J. Thomsen:
[ Charset ISO-8859-1 converted... ]
> On Tue, 28 Apr 2020 10:21:46 -0400 (EDT),Wietse Venema <wie...@porcupine.org> 
> wrote:
> 
> 
> >That brings the question, how do you maintain these files? One way
> >to temporarily 'lose' aliases is if you manage the files with scp
> >which overwrites, instead of using rsync which creates a copy under
> >a temporary name, and renames the copy to the permanent name after
> >the file is complete.
> >
> 
> The file /etc/postfix/virtual and virtual_regexp are rather static and 
> maintained manually.
> 
> -rw-rw-r--. 1 root postfix  6227 2019-06-22 12:51 virtual_regexp
> -rw-rw-r--. 1 root postfix 20528 2020-02-17 20:02 virtual
> -rw-r-----. 1 root postfix 53248 2020-04-28 01:05 virtual.db
> 
> The example domains (currently two observed with problems) are all located in 
> the 'virtual' file
>  
> postmap is used once every night at 1:05 AM to generate the virtual.db file 
> including some addresses
> from a database.
> 
> /usr/sbin/postmap /etc/postfix/virtual
> /usr/sbin/postmap -i hash:/etc/postfix/virtual </etc/postfix/mailinglists.txt
> 
> There is thus considerable time between regenerating the database and the 
> wrong delivery
> and at 2020-04-25T07:20:25.630342+02 one hour before one of the incorrect 
> deliveries a correct
> delivery was made. During this hour no change was made to the virtual.db file.

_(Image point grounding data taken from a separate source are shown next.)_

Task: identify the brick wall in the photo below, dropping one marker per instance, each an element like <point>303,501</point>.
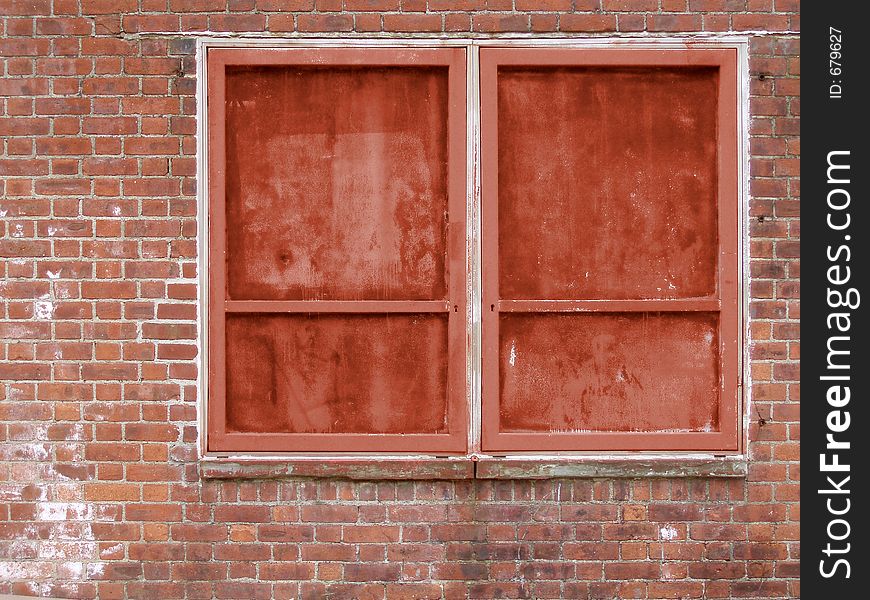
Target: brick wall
<point>99,479</point>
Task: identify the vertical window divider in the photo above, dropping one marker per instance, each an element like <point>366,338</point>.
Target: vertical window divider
<point>474,250</point>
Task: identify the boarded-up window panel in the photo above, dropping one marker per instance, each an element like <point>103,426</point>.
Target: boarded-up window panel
<point>609,241</point>
<point>337,213</point>
<point>340,179</point>
<point>607,182</point>
<point>337,373</point>
<point>609,372</point>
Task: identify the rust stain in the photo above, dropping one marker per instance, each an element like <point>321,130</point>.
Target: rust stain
<point>615,198</point>
<point>609,372</point>
<point>336,183</point>
<point>336,373</point>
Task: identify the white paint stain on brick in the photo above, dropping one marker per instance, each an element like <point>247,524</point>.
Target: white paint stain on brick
<point>43,310</point>
<point>62,511</point>
<point>668,532</point>
<point>111,551</point>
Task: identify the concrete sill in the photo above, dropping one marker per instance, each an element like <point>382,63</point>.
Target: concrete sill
<point>480,467</point>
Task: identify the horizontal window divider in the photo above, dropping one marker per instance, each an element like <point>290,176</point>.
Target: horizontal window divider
<point>676,305</point>
<point>337,306</point>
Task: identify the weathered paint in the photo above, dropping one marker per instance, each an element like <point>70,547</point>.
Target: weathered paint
<point>336,182</point>
<point>609,372</point>
<point>369,468</point>
<point>299,373</point>
<point>338,263</point>
<point>608,187</point>
<point>607,182</point>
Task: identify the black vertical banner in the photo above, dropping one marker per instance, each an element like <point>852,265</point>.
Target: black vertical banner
<point>835,453</point>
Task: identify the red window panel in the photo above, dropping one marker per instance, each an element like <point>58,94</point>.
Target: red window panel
<point>337,263</point>
<point>610,237</point>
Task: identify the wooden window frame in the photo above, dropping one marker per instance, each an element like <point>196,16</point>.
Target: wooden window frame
<point>471,301</point>
<point>221,440</point>
<point>726,301</point>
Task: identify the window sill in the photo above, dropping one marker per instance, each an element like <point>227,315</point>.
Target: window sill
<point>483,467</point>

Your logs show that within seconds from each other, an smtpd process
finds the virtual alias expansion while a cleanup process does not.

Possibilities:

- The cleanup daemon did not look up the virtual alias expansion.
  That happens when some limit is reached, but Postfix would have
  logged a warning message ("unreasonable xxx map nesting", or
  "unreasonable xxx map expansion size"). The variables are
  virtual_alias_expansion_limit and virtual_alias_recursion_limit.

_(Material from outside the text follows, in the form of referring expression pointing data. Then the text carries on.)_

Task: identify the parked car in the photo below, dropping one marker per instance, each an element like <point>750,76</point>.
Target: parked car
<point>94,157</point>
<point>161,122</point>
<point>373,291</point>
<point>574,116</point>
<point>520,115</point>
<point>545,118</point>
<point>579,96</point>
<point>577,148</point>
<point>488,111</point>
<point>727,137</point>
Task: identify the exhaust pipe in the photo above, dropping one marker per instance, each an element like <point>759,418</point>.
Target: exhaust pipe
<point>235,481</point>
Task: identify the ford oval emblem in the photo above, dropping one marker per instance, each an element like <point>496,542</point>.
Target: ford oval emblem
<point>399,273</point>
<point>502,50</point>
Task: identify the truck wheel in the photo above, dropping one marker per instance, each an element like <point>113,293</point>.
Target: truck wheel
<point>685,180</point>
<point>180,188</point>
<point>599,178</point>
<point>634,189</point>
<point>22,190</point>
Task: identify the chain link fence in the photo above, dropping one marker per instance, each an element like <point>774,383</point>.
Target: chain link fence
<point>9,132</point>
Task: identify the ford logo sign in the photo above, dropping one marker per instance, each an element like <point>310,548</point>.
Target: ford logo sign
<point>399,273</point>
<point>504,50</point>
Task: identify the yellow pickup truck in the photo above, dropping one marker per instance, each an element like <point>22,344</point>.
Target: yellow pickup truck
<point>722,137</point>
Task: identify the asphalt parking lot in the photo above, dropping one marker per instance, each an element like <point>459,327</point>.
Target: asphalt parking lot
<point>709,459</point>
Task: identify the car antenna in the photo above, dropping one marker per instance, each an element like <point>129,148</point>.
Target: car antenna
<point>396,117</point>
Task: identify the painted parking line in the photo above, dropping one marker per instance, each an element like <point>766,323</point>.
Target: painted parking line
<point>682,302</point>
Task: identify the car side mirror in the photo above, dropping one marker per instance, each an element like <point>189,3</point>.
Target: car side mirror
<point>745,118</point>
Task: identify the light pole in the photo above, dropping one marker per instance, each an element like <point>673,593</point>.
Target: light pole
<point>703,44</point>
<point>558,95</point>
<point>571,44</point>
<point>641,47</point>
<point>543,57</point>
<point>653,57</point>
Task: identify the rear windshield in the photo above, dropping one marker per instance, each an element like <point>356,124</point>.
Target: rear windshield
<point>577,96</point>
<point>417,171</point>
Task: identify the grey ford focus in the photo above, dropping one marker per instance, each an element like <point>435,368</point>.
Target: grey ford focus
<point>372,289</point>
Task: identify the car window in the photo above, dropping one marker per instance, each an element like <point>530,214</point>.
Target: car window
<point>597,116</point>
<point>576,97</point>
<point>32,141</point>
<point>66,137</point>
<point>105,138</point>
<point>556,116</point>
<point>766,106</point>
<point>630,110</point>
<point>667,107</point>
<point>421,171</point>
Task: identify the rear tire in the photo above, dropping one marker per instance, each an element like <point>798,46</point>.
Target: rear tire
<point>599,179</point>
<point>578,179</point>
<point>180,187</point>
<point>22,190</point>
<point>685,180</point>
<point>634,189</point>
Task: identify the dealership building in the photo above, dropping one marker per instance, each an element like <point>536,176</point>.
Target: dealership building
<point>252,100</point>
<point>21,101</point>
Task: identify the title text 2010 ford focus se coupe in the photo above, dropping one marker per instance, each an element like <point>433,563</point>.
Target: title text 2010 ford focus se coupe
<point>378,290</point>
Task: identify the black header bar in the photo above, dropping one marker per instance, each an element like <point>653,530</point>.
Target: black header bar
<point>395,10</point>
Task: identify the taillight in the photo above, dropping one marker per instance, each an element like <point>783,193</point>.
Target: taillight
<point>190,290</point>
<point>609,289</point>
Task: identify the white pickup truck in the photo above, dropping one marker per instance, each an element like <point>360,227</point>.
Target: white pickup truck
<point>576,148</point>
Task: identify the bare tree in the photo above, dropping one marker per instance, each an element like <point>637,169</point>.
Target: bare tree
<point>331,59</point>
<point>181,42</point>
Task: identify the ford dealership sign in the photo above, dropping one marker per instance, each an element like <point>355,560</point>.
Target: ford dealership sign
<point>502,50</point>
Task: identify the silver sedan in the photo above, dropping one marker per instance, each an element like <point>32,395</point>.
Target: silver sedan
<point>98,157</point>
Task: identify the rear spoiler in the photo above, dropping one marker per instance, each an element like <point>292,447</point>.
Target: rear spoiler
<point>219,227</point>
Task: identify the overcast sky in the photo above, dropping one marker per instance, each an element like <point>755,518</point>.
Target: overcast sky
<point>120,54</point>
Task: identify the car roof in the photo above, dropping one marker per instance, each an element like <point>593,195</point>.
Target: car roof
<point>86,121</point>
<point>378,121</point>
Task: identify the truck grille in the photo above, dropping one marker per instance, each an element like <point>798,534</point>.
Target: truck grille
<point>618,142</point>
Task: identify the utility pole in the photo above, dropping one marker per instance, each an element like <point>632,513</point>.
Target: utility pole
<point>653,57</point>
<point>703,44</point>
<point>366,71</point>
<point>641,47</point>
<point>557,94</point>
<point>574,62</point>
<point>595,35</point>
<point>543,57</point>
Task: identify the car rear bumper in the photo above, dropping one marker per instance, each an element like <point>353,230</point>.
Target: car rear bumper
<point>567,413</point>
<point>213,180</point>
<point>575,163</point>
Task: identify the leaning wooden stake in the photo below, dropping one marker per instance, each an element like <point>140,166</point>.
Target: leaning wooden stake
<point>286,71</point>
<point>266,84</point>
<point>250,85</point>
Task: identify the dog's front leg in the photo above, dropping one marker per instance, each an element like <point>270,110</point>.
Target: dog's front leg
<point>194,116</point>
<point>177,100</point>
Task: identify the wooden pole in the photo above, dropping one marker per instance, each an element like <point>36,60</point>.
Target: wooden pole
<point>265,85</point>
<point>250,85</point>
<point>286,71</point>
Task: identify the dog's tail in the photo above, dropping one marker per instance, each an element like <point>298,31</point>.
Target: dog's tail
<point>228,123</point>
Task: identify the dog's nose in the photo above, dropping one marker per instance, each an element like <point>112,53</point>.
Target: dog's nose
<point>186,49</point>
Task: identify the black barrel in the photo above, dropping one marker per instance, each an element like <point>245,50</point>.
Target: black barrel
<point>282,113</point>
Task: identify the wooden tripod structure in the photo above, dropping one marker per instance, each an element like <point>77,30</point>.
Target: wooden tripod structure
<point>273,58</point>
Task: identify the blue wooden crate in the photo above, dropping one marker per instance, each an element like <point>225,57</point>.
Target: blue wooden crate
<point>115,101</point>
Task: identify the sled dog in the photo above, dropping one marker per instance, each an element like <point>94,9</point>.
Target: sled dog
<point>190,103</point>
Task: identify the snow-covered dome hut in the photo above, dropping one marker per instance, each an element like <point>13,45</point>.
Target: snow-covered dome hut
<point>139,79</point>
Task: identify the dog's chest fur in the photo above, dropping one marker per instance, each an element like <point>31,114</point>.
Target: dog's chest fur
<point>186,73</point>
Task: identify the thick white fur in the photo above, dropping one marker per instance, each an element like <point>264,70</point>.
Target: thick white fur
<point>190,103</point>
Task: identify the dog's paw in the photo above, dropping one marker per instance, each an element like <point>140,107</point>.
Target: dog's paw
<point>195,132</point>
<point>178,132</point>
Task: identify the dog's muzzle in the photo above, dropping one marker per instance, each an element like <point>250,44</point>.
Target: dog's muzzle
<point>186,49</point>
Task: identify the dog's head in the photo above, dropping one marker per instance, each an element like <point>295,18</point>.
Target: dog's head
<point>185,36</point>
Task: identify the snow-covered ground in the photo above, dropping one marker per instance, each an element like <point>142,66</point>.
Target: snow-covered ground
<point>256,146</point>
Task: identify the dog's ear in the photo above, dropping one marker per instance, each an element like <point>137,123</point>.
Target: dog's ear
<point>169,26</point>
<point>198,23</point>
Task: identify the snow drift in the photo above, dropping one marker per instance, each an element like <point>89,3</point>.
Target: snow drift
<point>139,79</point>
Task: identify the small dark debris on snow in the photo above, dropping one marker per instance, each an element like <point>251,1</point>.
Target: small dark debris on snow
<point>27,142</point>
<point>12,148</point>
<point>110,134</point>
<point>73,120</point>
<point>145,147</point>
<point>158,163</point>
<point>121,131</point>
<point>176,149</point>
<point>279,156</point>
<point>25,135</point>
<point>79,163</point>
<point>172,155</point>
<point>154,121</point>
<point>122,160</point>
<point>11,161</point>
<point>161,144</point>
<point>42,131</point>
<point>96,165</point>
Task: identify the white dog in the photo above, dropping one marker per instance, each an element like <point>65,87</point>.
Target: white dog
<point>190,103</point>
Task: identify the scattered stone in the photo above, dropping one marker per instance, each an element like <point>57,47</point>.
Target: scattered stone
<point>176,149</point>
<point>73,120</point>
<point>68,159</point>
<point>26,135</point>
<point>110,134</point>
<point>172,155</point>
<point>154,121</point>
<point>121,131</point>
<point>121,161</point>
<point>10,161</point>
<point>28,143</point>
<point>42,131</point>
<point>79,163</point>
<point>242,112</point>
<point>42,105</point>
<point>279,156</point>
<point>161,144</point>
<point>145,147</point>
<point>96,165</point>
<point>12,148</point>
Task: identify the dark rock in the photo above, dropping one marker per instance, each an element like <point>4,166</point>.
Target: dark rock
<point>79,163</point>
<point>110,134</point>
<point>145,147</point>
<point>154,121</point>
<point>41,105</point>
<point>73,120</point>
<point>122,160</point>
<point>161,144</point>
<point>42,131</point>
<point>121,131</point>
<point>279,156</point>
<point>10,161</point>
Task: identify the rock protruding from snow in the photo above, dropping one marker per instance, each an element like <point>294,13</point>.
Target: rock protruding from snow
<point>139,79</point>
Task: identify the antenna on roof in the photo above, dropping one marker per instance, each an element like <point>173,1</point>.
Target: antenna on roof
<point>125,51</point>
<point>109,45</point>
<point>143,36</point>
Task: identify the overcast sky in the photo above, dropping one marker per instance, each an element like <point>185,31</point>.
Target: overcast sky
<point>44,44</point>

  This can happen when you have a large mailing list a in virtual
  alias.

- The cleanup daemon did look up the virtual alias expansion, but
  the Berkeley DB library linked into the cleanup daemon did not
  find one, even if the Berkeley DB library linked into the smtpd
  process did find an alias expansion a second ago.

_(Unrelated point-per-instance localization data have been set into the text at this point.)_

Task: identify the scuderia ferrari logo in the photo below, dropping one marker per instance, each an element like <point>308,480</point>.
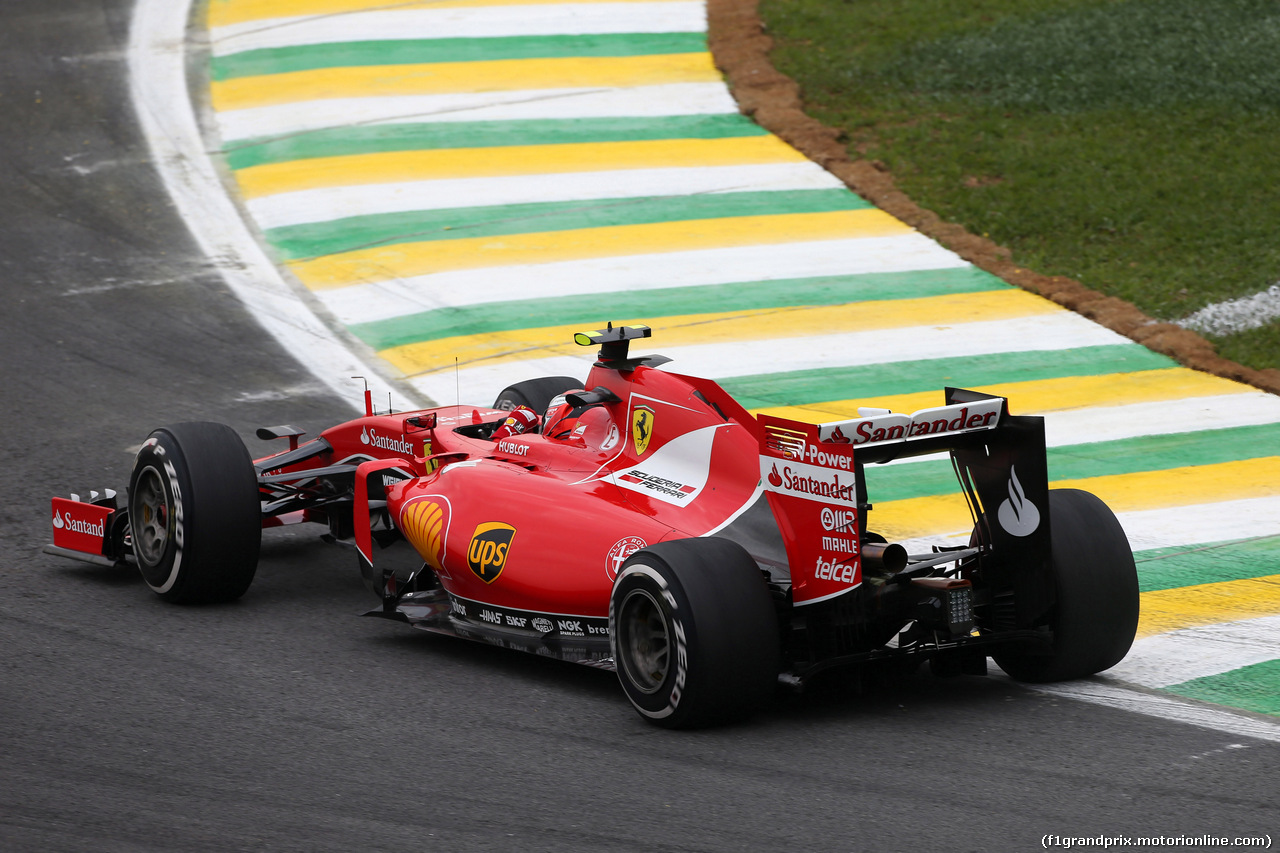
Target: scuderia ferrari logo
<point>488,551</point>
<point>641,428</point>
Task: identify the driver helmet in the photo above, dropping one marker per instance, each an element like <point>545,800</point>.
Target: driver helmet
<point>520,420</point>
<point>561,416</point>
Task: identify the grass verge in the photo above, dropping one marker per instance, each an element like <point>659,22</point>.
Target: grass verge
<point>1127,144</point>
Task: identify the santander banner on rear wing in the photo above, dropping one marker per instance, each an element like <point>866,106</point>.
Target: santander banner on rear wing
<point>880,427</point>
<point>812,488</point>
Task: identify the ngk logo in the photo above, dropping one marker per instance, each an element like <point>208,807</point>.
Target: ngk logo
<point>842,520</point>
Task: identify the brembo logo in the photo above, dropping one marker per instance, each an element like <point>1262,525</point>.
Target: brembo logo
<point>487,555</point>
<point>383,442</point>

  You could find out with 'cleanup -v'.

- Something changed the on-disk memory image of Postfix or (Berkeley
  DB) library code. You would have seen sporadic process crashes.

- Your mail server hardware suffers from bit flips (no ECC memory
  error correction?) that change data or code. You would have seen
  sporadic process crashes.

There are no known memory corruption bugs in Postfix. Surely a
missing aliias expansion would have been noticed by other people.